File /opt/hostedtoolcache/Python/3.9.16/x64/lib/python3.9/site-packages/pandas/_libs/missing.pyx:382, in pandas._libs.missing.NAType.__bool__()

TypeError: boolean value of NA is ambiguous

The pandas pd.isna method is robust, and it knows how numpy works (because it is built on top and imports).

pd.isna(np.nan)
True
pd.isna(pd.NA)
True

However, numpy does not know pandas

np.isnan(pd.NA)
<NA>

and returns a value that cannot be used for indexing

11.9.2. Is there an easier way to look at the changes with merge?#

Any of the tools we have to look at a DataFrame will work. I think using a small DataFrame is the best way to get a good idea of how they each work, so I included that. Overall, checking the shape gives a broad view and then comparing values gives the detials.

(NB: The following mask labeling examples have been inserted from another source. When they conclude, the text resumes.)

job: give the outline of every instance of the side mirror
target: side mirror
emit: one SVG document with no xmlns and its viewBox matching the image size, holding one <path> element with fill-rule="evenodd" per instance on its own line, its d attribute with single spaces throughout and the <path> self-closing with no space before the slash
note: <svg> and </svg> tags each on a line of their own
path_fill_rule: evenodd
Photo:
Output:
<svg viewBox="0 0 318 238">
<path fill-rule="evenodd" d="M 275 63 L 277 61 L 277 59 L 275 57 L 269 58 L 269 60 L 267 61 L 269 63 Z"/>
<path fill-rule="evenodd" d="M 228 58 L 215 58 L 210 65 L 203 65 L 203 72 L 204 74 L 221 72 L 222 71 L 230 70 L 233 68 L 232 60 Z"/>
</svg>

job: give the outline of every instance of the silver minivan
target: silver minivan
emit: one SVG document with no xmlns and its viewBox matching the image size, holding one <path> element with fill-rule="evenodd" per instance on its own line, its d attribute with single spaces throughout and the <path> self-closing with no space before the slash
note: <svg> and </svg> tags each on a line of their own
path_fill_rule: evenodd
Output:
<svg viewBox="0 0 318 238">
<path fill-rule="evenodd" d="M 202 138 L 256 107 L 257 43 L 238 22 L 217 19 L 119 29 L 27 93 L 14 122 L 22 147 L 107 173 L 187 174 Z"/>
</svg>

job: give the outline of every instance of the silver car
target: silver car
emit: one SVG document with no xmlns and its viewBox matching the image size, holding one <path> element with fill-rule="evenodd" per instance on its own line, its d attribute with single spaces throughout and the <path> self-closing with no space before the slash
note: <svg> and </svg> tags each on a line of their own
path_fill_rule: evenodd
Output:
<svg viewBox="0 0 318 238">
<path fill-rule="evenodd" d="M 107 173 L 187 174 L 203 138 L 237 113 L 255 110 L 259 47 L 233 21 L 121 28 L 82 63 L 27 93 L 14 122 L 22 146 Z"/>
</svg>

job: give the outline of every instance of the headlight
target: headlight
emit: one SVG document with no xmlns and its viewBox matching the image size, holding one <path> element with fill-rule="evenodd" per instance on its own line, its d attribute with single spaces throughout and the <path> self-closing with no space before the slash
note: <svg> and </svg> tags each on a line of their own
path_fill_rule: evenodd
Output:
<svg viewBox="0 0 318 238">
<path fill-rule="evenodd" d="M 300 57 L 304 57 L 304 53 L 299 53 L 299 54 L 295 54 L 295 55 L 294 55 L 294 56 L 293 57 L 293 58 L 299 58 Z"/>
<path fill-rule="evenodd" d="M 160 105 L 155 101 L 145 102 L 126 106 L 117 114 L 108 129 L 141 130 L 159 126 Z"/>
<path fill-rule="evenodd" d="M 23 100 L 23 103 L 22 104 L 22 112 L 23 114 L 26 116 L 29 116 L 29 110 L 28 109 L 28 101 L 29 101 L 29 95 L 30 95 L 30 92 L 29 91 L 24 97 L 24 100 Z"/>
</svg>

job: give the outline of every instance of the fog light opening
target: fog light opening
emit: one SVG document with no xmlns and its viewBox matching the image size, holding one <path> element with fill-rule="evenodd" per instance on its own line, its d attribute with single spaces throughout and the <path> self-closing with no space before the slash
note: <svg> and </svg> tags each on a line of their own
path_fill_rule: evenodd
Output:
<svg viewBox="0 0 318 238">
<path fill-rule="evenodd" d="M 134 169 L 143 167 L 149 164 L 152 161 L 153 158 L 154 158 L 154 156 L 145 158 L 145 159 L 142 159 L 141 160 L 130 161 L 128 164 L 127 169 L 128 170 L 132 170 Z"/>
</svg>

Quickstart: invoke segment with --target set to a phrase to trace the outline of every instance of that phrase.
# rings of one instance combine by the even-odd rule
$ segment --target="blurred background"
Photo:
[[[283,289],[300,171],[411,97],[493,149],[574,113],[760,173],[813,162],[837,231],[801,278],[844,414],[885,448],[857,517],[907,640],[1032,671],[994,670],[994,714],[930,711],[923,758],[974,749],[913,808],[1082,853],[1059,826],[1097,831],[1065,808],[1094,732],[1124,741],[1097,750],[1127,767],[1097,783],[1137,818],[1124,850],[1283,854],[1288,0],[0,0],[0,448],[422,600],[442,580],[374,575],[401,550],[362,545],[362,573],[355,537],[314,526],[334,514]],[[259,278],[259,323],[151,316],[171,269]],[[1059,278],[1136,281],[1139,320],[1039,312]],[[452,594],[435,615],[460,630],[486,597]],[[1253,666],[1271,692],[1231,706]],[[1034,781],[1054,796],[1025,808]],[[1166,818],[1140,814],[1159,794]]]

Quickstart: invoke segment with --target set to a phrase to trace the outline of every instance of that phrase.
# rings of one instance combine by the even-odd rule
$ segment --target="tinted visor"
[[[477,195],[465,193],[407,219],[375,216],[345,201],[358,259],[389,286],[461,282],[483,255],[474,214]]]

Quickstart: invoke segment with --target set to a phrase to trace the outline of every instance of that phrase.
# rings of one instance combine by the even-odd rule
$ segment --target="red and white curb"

11.9.3. Do merges also delete any other overlapping columns other than the one they are told to consolidate on?#

No they copy them all

11.9.4. in pd.merge(p18,p19, on=‘PLAYER_ID’,how=‘____’).shape is p18 and p19 supposed to be df_18 and df_19?#

Yes, sorry, I read them in using different names than were in my notes

11.9.5. Learning more about accessing data from databases#

We will access databases on Wednesday

11.9.6. How to merge data that does not line up as well as these two datasets?#

We will see how to merge on columns that have the same data, but different columns this week. When there is no columns that match value to value, you have to transform and add new columns, combining what we learned about cleaning data to make them line up somehow. For example, maybe one dataset has dates like YYYY-MM-DD and the other data set has only months like “January”. You could split the whole date into three columns and transform the strings to numbers or numbers to strings by treating the columns as dates

11.9.7. Why did we merged on ‘PLAYER_ID’?#

We were interested in linking based on the players.

11.9.8. What is the second best source after documentation? For ex: you found a parameter that might do what you want it to in pandas, but where do you go after to make sure? I’m not sure if I ran it, I’d specifically know if it “worked”#

Ideally, you should know what you are looking for to know if it worked or not. If you are not sure what you are looking for, that is a good time to try to think that through, or attend office hours. Next is to create an issue on your assignment repo if the question might reveal a solution.

11.9.9. I think I need to understand how GitHub works because I’m following the steps of the assignments and I feel like I’m doing something wrong every time I have to work on GitHub.#

If you are getting feedback, you are close enough. However, I am offering an extra session on GitHub on Friday.